Notes to Unaudited Consolidated Financial Statements

 

Under the Trust’s Declaration of Trust, the Trust may enter into transactions in which trustees, officers or employees have a financial interest, provided however, that in the case of a material financial interest, the transaction is disclosed to the Board of Trustees to determine if the transaction is fair and reasonable. After consideration of the terms and conditions of the reimbursement to HBP, and the relationship with MILC described herein, the independent trustees approved such arrangements having determined such arrangements are fair and reasonable and in the interest of the Trust.

 

8. SUBSEQUENT EVENTS

 

On September 8, 2021, PW CO CanRE MF LLC (“CanRe MF”), a subsidiary of Power REIT filed an action to evict PSP Management LLC (“PSP”) from two properties in Southern Colorado (“MF Property”). The trial date was set for November 2, 2021 but on November 1, 2021, PSP agreed to turn over possession of the property and thus the hearing was cancelled.
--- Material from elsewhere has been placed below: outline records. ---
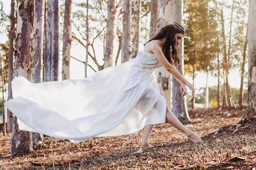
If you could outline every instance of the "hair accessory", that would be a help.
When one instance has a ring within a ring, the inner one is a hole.
[[[173,25],[174,26],[174,27],[176,29],[185,33],[185,29],[184,29],[184,28],[183,28],[183,27],[182,27],[181,25],[180,25],[178,23],[177,23],[176,22],[174,22],[173,23]]]
[[[169,51],[170,53],[170,62],[172,63],[174,63],[174,60],[173,58],[173,46],[172,45],[170,45],[170,50]]]

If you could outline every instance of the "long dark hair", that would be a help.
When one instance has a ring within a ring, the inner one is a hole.
[[[181,25],[174,22],[162,28],[155,37],[147,41],[148,42],[153,40],[159,40],[165,38],[165,42],[163,45],[162,51],[168,61],[175,65],[180,63],[179,48],[175,42],[175,34],[177,33],[184,35],[185,30]],[[170,46],[172,49],[170,51]],[[172,54],[170,54],[170,52]]]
CanRe MF is seeking to mitigate its damages and is working to complete the construction and find a replacement tenant for the MF Property.

 

On November 3, 2021 the Registrant declared a quarterly dividend of $0.484375 per share on Power REIT’s 7.75% Series A Cumulative Redeemable Perpetual Preferred Stock payable on December 15, 2021 to shareholders of record on November 15, 2021.

 

On November 2, 2021, PW Marengo amended the existing lease with Marengo Cannabis LLC. Pursuant to the lease amendment, PW Marengo is providing funding for additional improvements to the Marengo Property on the same economic terms as the original Marengo Lease. Power REIT’s capital commitment related to the additional budget items is approximately $4,100,000 which increases the straight-line annual rent by approximately $830,000.

 

On November 5, 2021, Power REIT, through a wholly owned subsidiary of the Trust PW CO CanRE Mav 5, LLC (“CanRE Mav 5”), terminated its lease related to a 5.2-acre (“Mav 5 Property”) property located in Crowley County, Colorado, with Original Cannabis Growers of Ordway LLC (“Tenant”) initially executed on March 19, 2020. To date, Tenant has paid total rent, including a release of its security deposit as part of the termination, of $483,743, which represents 36% of Power REIT’s total investment of $1,358,664. Effective as of November 5, 2021, CanRE Mav 5, entered into a new 20-year triple-net lease (the “Golden Lease”) with Golden Lease Lane, LLC LLC (“Golden”). The Golden Lease provides that Golden is responsible for paying all expenses related to the Mav 5 Property, including maintenance expenses, insurance and taxes. The Golden Lease requires Golden to maintain a medical cannabis license and operate in accordance with all Colorado regulations with respect to its operations.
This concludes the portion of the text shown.